NOLO: Since Thomas Alva Edison’s day the patent system has become more complicated and more complex, yet you still maintain that a diligent inventor can prepare his or her own patent application. Tell us why you believe that inventors can prepare their own applications.

DAVID PRESSMAN: Yes, because the inventing process is still the same, and it’s actually much harder than the patent application filing and preparation process when you look at all the work involved. To get a patent you actually have to do some new things which inventors are not familiar with, but basically a patent application is just a detailed explanation of how to make and use the invention in conjunction with drawings, and then there’s a few forms and rules you have to follow, but I lay them all out in a checklist, and I think anybody who is smart enough to invent, to create something new, should be easily able to follow the instructions. You do have to be able to write a detailed description of your invention in conjunction with drawings, and frankly, not everybody can do that, but if you can do that, I think the rest is duck soup.

NOLO: There are many things that an inventor needs to do when preparing a patent application, and you discuss them in detail in Patent it Yourself. But if you had to discuss one indispensable thing to do before filing a patent application, what would it be?

DAVID PRESSMAN: There’s two things you have to do to avoid a lot of needless work with your invention, and that is to make a search before you file, and to evaluate it for commercial potential before you file, because if it’s old, and there is a reference showing the same thing, all your work will be wasted, and also if it has one or more serious drawbacks and you didn’t think about these, then your work will also be wasted. 

NOLO: There’s often one person who stands between an inventor and a patent, and that’s a patent examiner at the USPTO. You once worked as a patent examiner… what are patent examiners looking for when they examine a patent application?

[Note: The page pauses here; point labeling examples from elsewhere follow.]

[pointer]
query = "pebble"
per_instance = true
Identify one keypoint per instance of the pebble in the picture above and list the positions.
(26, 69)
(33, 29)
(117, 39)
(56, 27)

DAVID PRESSMAN: Yes, I was a patent examiner for two years, and I can tell you the first thing an examiner needs to do is to understand the invention, and make sure that the application tells how to make and use the invention, and if the application passes that hurdle, the examiner needs to be sure that the claims are clearly written and directed to the invention that’s described in the patent specification, and lastly, when those formalities are over with, the examiner has to get into the meat of the matter, and make sure that the invention claimed is novel and unobvious, and to do that, the inventor makes a search of all the prior art, and pulls out everything that is close, and then compares the claims with this prior art to make sure or to determine if the claims recite something novel and unobvious over the prior art.